Writing about the effects of contemplation, Franciscan monk, Richard Rohr says, “We know we did not do anything nearly as much as we know we were done unto.”
The transformational road of Christ requires surrender, so that the work can be done to us. And the conversion of Jesus isn’t a one-stop, one-time-fix-it-all as we imagined it to be when we “invited Jesus into our heart;” it’s a road, a way. If you’re not convinced, just take a moment to reflect on the Christians before us who were either implicit or explicit in acts of genocide of Native Americans and enslavement of Africans. I wonder what egregious acts we’re guilty of today? Are we as converted as we like to think we are? Learning how to surrender to the mysterious work of Christ in our soul is our only hope.
Although many of us pride ourselves in claiming to not be about “works salvation” our lives betray us. We are working so hard to be saved! We make sure we believe the “right” things and “do the right” things to somehow find favor in God’s eyes. If we’re honest, we live as though we hold the keys to our salvation, not God. Surrender rarely shows up in our life as a spiritual practice.
Christian contemplative disciplines like centering prayer, lectio divina, breath prayer and prayer of examen teach us to surrender—a different kind of “teaching” from hearing or reading about surrender. As we give ourselves to the very prayer discipline, surrender is engrained in our body, mind, heart and will. Over time, the exercise of surrender through methods like these allows for the Holy Spirit to weave a cocoon of sorts around us that we settle into by faith. Once we emerge from seasons of profound surrender, we may not recognize ourselves. Like a caterpillar in a cocoon, we step out of our tomb-like incubator and discover we no longer look like we used to; we have become something different. We’ve been transformed and we realize that this was done unto us—it was not something we could have done to or for ourselves.
Likewise, contemplative disciplines create a garden in our soul. In due season the garden produces fruit like love, joy, peace, long-suffering or endurance, gentleness, goodness, faith, meekness, self-control—evidence of transformation. Thus our actions are more purified, more conscious, more beneficial. This is contemplative activism its best.

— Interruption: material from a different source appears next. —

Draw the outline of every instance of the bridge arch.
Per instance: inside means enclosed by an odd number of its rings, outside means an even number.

Other practices can nurture this conscious surrender and subsequent transformation. I’ve found yoga to be incredibly helpful. When breath is united with movement, the mind learns to let go of ruminating on the past or planning for the future and settles into the present moment. As each asana or posture is practiced mindfully, consciously, there is an invitation to surrender to what is—to the limitations of a tight muscle or to its remarkable release; to the challenge of a particular asana or to the surprise of the body’s ability. Overtime, we develop an ability to listen to the wisdom of the body and heart that speaks to us as much as our mind, if we have ears to hear. Yoga can train our ears to listen as body, mind and heart harmonize through breath and movement—making room for the Holy Spirit to do unto us what we cannot do for ourselves.
How are you nurturing a posture of surrender in your relationship with God? May this Advent and Christmas season open up the way of transformation in ever deepening levels.